Paula Rego is exhibiting The Cruel Stories at Le musée de l’Orangerie, from the 17th of October to the 14th January 2019 and I urge you to go!

I’ve discovered her work in la Casa da historias in Cascais, Portugal, last year.

I was simply breathless!

 

She was born in 1935 in Lisbon, Portugal.

Rego is particularly known for her pastels, paintings and prints based on scenes she creates in her atelier, using handmade muppets, sculptures and live models. Her creations are derived from fairytales, fables and relics of her own experiences: a form of catharsis.

Children and heroines are frequently at the center of her narration.

    

As an adolescent, she left Portugal and Salazar’s oppressive dictatorship. She then attended Slade School of Fine Art, London, United Kingdom, where she met the artist Victor Willing, whom she married and with whom she had three children.
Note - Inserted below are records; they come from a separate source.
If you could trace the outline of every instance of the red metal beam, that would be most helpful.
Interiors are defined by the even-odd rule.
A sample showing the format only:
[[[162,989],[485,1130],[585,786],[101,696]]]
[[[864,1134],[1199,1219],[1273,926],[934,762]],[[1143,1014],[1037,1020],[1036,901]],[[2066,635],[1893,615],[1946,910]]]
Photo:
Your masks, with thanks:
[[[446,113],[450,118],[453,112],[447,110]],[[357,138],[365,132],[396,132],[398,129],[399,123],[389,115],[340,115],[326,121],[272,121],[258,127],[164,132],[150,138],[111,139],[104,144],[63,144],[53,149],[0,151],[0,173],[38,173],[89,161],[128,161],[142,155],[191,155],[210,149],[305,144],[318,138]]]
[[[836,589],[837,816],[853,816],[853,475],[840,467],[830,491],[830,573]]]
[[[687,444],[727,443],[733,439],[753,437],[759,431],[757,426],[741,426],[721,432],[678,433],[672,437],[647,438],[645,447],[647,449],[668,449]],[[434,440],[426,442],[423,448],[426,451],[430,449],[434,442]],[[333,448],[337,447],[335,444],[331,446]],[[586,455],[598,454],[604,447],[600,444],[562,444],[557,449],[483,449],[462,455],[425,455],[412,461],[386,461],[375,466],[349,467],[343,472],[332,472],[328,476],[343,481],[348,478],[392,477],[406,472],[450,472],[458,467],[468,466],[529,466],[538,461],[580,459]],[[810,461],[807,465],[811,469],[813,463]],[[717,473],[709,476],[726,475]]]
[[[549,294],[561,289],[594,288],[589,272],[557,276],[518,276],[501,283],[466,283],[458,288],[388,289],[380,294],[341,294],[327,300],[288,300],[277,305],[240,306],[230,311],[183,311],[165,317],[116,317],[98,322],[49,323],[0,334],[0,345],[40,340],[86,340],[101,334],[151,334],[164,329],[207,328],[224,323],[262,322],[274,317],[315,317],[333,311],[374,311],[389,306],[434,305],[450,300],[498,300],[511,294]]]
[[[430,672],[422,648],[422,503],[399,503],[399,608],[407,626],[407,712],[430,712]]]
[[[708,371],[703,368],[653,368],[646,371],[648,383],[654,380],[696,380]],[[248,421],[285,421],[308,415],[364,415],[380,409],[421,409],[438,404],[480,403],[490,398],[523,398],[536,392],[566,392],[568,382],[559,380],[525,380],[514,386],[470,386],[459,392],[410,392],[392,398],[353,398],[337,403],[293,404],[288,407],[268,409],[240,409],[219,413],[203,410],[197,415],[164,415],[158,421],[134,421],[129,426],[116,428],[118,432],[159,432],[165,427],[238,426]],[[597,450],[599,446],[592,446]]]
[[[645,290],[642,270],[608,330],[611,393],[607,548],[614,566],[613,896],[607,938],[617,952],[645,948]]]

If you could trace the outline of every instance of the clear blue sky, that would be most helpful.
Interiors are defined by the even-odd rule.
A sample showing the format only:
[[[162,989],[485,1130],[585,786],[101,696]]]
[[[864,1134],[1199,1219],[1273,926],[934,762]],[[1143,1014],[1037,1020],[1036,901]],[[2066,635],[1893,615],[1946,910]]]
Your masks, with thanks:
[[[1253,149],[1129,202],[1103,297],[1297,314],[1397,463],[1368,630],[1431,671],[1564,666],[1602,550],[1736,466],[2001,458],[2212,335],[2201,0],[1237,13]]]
The artists and their family spread their life between the United Kingdom and Portugal.

 

Rego’s work relies on a wide range of techniques, her art is at the crossing of an English realism (Freud, Bacon), a more traditional baroque, inherited from her Portuguese roots and an art of illustration and of printmakers like Goya and Doré.

    

Through pictorial stories she tries to sublimate her own story.

She diffracts both space and time and her images seem to unify different moments in one picture.

Her drawings can look somewhat childish at times. Proportions and perspectives are not precisely respected and this eeriness makes her style unique.

It almost seems like she is coming back to a state of mind that allowed her inner child, the little girl she has never ceased to be, to express herself.

Symbolism roots her narration of the secret reality of her life, perhaps too rough to be told.

Ambivalence is the first word on the top of my mind when I see her work.

She creates a beautiful tension through the gesture of her characters, always hard to define, between love and distress, thus causing a gnawing discomfort.

Like in fables, people become animals, animals morph into people as odd as a dream can be.

    

Rego has built a personal tale of tales, a collection of artworks rooted on multiple techniques. Her narration combined to the ambivalent positions of her characters allows her to blend fiction with reality, tales and personal experiences, as a bandage, to shed light on the unspeakable.

Her work is an invitation to remember the child we have been, to explore the past and the deep wounds it left as it built us as we are today.